It seems like interpersonal dysfunction is running rampant these days. Relationship success stories are seemingly as mythical as unicorns and dragons. I recently met with an old friend who is married to a man that many women would coin as the “perfect” husband. From their whirlwind courtship to their beautiful wedding to their cute kids (one boy and one girl) and a home in the suburbs – they have lived a life that many would envy.
It turns out that my perception couldn’t have been farther from the truth. She hasn’t been happy for a couple of years. Their relationship has been slowly eroding and the smiles that I’ve seen in so many of their recent pictures have just been masks that they put on for what she coins as “the show”. Relationships can be tough and I say this as a woman who has been working hard to sustain her own. Throughout my efforts, this is what I’ve realized:
Our inability to connect is due to our inability to relate.

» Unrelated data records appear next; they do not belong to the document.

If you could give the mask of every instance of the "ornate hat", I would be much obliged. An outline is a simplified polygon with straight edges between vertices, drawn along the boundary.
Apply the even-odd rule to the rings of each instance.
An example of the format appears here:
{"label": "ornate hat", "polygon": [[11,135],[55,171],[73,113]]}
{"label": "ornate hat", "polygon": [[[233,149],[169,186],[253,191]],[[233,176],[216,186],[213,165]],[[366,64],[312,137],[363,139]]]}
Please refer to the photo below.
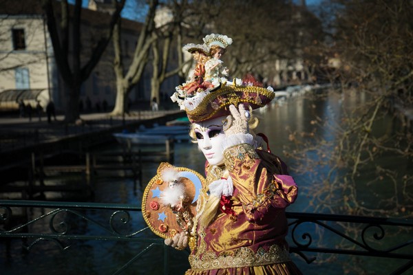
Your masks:
{"label": "ornate hat", "polygon": [[226,47],[232,44],[232,38],[222,34],[208,34],[203,38],[203,40],[208,48],[211,48],[211,46],[213,45],[218,45],[222,48],[225,49]]}
{"label": "ornate hat", "polygon": [[[233,40],[226,35],[211,34],[204,38],[204,45],[187,44],[184,50],[192,52],[208,49],[211,45],[218,45],[226,48]],[[176,92],[172,95],[172,101],[178,104],[182,110],[187,112],[191,122],[200,122],[222,116],[229,115],[229,106],[240,104],[251,107],[253,109],[265,106],[275,97],[272,87],[262,88],[249,75],[243,80],[234,78],[231,82],[224,77],[218,76],[212,85],[204,85],[203,78],[199,77],[195,81],[191,80],[196,89],[191,90],[186,88],[188,83],[176,87]],[[201,82],[200,82],[201,81]],[[191,85],[190,85],[191,86]]]}
{"label": "ornate hat", "polygon": [[275,95],[271,87],[237,85],[234,82],[230,85],[222,84],[219,89],[212,91],[198,92],[192,97],[178,91],[171,98],[187,112],[191,122],[200,122],[231,114],[229,109],[231,104],[238,106],[244,103],[253,109],[262,107],[271,101]]}
{"label": "ornate hat", "polygon": [[182,47],[182,50],[188,52],[191,54],[193,54],[195,52],[199,52],[206,56],[209,54],[209,51],[208,50],[208,47],[205,44],[187,44]]}

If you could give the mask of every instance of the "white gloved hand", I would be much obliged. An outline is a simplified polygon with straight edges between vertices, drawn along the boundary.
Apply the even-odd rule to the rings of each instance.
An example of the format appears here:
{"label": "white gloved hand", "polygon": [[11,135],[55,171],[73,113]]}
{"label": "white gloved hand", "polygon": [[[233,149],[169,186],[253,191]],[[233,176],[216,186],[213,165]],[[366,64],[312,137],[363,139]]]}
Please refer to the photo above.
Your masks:
{"label": "white gloved hand", "polygon": [[231,115],[228,116],[223,122],[224,133],[226,135],[237,133],[248,133],[248,122],[251,115],[250,111],[246,111],[243,104],[240,104],[238,110],[233,104],[229,106]]}
{"label": "white gloved hand", "polygon": [[211,195],[218,198],[220,198],[222,195],[232,196],[234,190],[234,186],[231,177],[213,181],[208,187]]}
{"label": "white gloved hand", "polygon": [[184,232],[182,232],[173,236],[172,239],[165,239],[164,243],[178,250],[183,250],[188,246],[188,236]]}

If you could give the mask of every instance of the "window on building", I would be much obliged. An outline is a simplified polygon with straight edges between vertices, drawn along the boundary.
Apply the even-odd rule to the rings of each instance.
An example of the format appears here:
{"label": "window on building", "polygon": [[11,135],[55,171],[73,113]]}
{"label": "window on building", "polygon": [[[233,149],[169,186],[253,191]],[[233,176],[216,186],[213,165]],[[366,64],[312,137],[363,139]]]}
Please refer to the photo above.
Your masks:
{"label": "window on building", "polygon": [[25,50],[25,41],[24,39],[24,30],[13,29],[12,30],[12,35],[13,36],[13,49]]}
{"label": "window on building", "polygon": [[93,74],[92,80],[92,86],[93,86],[93,94],[98,95],[99,94],[99,76],[98,73],[94,73]]}
{"label": "window on building", "polygon": [[30,77],[28,68],[17,68],[14,70],[14,78],[16,79],[16,89],[30,89]]}

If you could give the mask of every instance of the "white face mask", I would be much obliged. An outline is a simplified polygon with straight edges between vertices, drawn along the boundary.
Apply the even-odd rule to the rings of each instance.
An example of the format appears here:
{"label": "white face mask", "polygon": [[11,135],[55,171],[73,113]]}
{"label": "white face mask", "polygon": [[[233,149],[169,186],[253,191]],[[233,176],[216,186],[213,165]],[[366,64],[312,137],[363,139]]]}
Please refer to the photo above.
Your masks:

We’re living in times where people are often looking for a quick fix. Instant gratification is available to us by means of popping a pill or simply pushing a button. Work is often getting done without having to break a sweat and people are quickly forgetting the importance of making a sincere effort. What that means for our relationships can be grim if attention is not immediately paid trying to see things from a different perspective. We have to try to relate to one another again.
Change is certainly inevitable but it’s how we respond to the change that ultimately sets the tone (not to mention the path) of our closest bonds. Take time out to try and relate to your partner. There is no guarantee that doing this will make everything right, but it might help you to understand where they are coming from. Ultimately everyone just wants to be heard.
I'm going to work at this a little bit more. How about you?